Most of you don't know me. I arrived here in February 2002 in a desperate search for help after D-Day. What I found was a community of incredible people trying to help each other cope with incredulous situations. My last update is here:
SISF's last update In the course of the last year and a third, my wife and I have made progress in some areas of our marriage, and have taken a step backward in others, most notably through the revelation that her LTA was actually significantly longer than she originally admitted to. Although that really threw me for a loop, we have worked through it and are generally back on track.
This past weekend, our church hosted a seminar regarding the dynamics of faith through the parables. One parable, that of the prodigal son (see
prodigal son if you're not familiar with it), is something I have used to help me in our recovery, and have used to try to help others in a situation similar to mine.
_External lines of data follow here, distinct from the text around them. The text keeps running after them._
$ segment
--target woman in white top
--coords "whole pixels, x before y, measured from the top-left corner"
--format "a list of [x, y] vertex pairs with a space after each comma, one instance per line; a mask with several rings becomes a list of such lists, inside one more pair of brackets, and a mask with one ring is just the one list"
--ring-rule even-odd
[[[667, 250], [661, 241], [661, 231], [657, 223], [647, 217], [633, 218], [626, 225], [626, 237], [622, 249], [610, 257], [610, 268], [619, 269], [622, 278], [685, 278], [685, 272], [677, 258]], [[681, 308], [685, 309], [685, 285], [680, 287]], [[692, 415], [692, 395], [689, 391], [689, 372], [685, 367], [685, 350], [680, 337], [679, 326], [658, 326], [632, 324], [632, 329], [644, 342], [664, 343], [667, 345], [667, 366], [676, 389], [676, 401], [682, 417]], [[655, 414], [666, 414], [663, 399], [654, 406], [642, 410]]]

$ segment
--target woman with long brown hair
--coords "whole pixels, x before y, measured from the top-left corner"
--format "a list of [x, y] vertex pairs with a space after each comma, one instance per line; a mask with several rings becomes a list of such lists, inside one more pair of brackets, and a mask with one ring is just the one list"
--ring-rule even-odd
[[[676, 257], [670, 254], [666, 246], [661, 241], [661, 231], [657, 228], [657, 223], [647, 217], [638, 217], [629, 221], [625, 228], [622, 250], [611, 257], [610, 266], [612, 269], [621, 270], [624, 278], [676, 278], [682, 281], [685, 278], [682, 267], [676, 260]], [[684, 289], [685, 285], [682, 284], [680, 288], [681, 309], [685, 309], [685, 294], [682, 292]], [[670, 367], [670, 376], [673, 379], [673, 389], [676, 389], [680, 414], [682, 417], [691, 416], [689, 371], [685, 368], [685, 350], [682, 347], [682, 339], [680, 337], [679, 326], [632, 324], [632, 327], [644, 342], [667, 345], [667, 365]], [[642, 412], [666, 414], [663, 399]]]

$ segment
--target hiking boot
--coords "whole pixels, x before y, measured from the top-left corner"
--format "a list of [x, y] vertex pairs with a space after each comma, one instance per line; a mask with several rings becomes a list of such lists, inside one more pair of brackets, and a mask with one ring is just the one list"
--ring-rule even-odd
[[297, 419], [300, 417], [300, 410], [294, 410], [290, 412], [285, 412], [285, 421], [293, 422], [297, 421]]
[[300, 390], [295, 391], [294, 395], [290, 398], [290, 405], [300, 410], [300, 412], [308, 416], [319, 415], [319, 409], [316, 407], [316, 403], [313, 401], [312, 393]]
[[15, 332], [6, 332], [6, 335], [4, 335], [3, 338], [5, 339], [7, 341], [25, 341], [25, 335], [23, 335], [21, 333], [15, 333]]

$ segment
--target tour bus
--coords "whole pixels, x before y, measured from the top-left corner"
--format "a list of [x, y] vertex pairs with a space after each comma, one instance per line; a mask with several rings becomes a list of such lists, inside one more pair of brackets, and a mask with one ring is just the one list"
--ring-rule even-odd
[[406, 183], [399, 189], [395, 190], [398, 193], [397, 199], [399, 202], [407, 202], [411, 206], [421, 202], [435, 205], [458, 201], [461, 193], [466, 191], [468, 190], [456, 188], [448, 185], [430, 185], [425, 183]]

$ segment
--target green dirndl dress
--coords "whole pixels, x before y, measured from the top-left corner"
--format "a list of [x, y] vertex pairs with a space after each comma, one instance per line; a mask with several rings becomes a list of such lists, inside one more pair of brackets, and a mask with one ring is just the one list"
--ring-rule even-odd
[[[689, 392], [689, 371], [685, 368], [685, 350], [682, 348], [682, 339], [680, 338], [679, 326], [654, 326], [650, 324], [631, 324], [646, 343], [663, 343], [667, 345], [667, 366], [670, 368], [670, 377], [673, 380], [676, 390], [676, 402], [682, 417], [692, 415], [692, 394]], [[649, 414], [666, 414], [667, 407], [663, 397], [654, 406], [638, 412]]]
But it just hit me - I had it all wrong.
In my version of the parable, I saw myself as the father welcoming back the troubled son. Here I am, a husband greatly wronged by his wayward wife, tapping into my vast reservoir of grace to "allow" her back into the marriage. But guess what? As a human being, I lack the capacity for such grace. There isn't enough grace, love, forgiveness or mercy in me to make that transaction possible.
I realize I am
not the father in the parable - I'm the older son. The one who looks on with bitterness as the wayward son is welcomed back with great fanfare. The one who did not stray, but must witness the celebration over the one who did. The one who has trouble forgiving, even while watching the father freely forgive.
My point is this: as the Father has forgiven, so must we forgive. He loves us with a
spectacular, super-natural love, and we need to reach beyond our human selves and extend that same kind of love to our spouses.
That's my new goal, starting right now.